This post covers the problem discovery, market gap analysis, technical implementation, product evolution, market testing, and future directions of StealthScout. For those interested in the technical details, the complete implementation is available in the project’s GitHub repository. Non-technical readers can skip the “Building The Technical Solution” section.
In an earlier post I had mentioned that from July to September 2024, I worked on building a report generation tool alongside my Editorial Fellowship at Blume Ventures.
After speaking with about 20-25 early-to-mid-stage venture investors, I learned that report generation was not a hair-on-fire problem. If there’s anything I’ve internalized from years of doing 0-1 projects, it’s that you need to be working on painkillers, not vitamins.
This is why I moved on from building that to StealthScout.
The inspiration for this really came when during a conversation with a Partner at one of India’s top ten venture capital firms, they told me that “Report generation is about business and market but at early-stage VC, it’s really about the people.” They suggested I build something that could help with signal extraction for people instead.

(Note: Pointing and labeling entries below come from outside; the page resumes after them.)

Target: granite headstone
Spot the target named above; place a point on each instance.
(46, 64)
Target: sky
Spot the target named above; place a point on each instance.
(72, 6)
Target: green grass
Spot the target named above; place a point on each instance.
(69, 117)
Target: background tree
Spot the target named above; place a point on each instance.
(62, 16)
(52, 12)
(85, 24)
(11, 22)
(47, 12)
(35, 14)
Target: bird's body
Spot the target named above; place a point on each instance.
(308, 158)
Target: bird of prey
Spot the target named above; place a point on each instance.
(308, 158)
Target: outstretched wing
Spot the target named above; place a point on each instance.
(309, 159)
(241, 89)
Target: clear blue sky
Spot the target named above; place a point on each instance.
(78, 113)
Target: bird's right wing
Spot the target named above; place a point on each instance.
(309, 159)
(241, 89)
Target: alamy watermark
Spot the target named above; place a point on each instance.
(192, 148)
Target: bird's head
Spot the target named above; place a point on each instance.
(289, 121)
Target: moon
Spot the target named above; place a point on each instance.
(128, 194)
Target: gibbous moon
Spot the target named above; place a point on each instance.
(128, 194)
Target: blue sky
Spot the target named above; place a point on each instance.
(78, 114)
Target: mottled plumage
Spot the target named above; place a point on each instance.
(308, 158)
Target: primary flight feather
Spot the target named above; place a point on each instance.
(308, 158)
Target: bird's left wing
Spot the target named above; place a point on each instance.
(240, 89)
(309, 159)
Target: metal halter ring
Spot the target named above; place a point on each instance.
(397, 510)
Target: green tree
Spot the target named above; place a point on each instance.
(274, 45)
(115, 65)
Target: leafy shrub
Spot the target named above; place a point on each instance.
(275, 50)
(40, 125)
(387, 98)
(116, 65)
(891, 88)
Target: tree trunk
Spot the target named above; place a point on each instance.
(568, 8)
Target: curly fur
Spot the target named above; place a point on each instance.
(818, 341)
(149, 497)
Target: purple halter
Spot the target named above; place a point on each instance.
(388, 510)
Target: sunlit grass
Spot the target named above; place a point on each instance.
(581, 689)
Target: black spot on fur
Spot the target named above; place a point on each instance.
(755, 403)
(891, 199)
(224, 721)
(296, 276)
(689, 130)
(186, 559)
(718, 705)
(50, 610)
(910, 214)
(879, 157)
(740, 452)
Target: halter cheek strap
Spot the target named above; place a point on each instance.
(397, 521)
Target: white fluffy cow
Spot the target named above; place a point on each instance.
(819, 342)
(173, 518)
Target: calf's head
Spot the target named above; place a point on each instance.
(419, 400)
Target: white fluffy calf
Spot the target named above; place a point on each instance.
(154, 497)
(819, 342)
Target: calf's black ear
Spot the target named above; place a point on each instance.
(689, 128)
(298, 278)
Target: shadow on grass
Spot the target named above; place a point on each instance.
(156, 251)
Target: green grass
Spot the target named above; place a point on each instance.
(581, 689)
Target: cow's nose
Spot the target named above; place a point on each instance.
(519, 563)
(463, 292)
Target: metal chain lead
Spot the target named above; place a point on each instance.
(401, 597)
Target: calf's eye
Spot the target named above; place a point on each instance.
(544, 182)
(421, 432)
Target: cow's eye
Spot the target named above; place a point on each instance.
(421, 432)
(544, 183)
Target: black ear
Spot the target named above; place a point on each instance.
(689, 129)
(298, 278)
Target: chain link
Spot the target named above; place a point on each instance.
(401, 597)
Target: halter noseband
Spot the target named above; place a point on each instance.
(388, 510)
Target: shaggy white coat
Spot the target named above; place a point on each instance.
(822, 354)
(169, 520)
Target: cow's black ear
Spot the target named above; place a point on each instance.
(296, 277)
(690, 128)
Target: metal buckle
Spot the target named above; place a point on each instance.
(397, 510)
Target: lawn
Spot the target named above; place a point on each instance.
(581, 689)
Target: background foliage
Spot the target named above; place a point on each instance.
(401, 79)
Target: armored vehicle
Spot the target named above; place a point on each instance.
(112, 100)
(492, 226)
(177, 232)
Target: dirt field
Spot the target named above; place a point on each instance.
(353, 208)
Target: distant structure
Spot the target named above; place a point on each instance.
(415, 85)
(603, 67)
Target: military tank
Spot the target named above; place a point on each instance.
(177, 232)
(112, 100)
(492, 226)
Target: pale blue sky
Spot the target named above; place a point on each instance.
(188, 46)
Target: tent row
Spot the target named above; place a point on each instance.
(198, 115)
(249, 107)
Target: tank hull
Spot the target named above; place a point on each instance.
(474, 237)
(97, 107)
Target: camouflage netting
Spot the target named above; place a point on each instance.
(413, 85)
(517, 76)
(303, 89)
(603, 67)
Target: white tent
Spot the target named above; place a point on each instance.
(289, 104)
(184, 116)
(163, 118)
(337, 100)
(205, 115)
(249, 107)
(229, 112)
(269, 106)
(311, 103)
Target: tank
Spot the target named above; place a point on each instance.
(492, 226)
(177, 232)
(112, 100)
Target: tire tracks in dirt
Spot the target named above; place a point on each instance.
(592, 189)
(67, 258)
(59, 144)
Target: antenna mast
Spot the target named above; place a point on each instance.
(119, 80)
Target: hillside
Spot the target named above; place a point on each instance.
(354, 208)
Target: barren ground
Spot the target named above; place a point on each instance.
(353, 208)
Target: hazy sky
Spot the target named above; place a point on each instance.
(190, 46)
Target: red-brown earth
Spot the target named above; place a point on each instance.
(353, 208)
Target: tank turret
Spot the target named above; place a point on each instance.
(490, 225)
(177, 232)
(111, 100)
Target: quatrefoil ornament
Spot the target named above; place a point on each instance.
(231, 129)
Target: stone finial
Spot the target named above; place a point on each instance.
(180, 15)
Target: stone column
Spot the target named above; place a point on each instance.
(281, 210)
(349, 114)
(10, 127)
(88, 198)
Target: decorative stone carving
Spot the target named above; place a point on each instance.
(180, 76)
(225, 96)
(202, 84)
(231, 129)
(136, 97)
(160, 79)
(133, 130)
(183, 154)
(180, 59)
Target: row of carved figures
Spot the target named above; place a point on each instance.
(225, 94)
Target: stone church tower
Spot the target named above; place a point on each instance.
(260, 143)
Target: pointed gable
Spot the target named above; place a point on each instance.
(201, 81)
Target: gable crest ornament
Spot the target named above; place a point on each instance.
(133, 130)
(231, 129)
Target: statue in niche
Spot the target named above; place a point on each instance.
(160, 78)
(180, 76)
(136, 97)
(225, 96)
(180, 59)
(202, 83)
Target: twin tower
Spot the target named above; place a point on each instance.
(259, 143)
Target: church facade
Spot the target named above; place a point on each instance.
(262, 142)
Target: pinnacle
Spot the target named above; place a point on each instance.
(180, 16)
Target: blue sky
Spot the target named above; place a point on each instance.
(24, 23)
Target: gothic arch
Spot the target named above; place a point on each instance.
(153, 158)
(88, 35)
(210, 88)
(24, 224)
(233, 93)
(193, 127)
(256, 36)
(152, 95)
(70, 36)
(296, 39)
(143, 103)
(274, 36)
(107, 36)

This insight led to StealthScout – a tool for tracking potential founders before they start up.
Market Gap Analysis & Problem
Even when I was interviewing folks about the report generation problem, the one common sourcing problem that kept surfacing was that VCs needed better ways to track transitions of senior employees at high-growth firms.

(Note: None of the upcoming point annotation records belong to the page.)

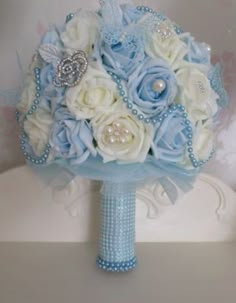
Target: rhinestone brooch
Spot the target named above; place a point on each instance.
(71, 69)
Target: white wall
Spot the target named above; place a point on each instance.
(23, 21)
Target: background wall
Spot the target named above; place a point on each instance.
(22, 22)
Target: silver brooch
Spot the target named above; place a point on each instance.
(164, 29)
(71, 69)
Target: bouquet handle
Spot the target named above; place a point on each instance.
(117, 227)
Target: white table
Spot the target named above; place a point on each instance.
(29, 211)
(167, 273)
(66, 273)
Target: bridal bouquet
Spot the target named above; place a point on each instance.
(121, 95)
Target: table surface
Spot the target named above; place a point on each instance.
(167, 273)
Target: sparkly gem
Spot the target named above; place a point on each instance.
(159, 86)
(71, 69)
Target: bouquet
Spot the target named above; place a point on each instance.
(121, 95)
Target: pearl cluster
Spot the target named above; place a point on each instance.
(116, 266)
(34, 160)
(201, 87)
(117, 133)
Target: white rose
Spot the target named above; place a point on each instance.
(120, 136)
(96, 93)
(27, 95)
(37, 127)
(81, 32)
(196, 94)
(29, 90)
(171, 48)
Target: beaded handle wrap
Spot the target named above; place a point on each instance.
(117, 227)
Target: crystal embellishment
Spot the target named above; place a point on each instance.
(71, 69)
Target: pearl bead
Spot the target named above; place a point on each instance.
(111, 139)
(109, 130)
(117, 133)
(126, 131)
(159, 86)
(123, 140)
(117, 125)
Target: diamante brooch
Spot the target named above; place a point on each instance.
(71, 69)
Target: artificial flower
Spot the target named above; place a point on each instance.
(121, 137)
(96, 93)
(196, 94)
(71, 139)
(152, 87)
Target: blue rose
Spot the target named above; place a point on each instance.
(71, 139)
(152, 87)
(197, 52)
(122, 52)
(171, 137)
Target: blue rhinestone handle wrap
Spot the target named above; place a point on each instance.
(117, 227)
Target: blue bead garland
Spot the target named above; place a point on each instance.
(116, 266)
(157, 120)
(178, 30)
(25, 147)
(38, 88)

Until then I had dismissed this as a low-level problem that LinkedIn or Hubspot could solve, but hearing it in clear words from a senior partner really got me to see the reality of that insight.
While it might sound trite to say that early-stage venture capital is all about betting on people. And the market had clear gaps in addressing this need.
Tools like Tracxn, Crunchbase, and Dealroom are built for company discovery or market intelligence, not people discovery. Even more niche data platforms like Synaptic also only offer people search as an additional feature. I guess this is because the money is the real data money is in serving later-stage private market investors.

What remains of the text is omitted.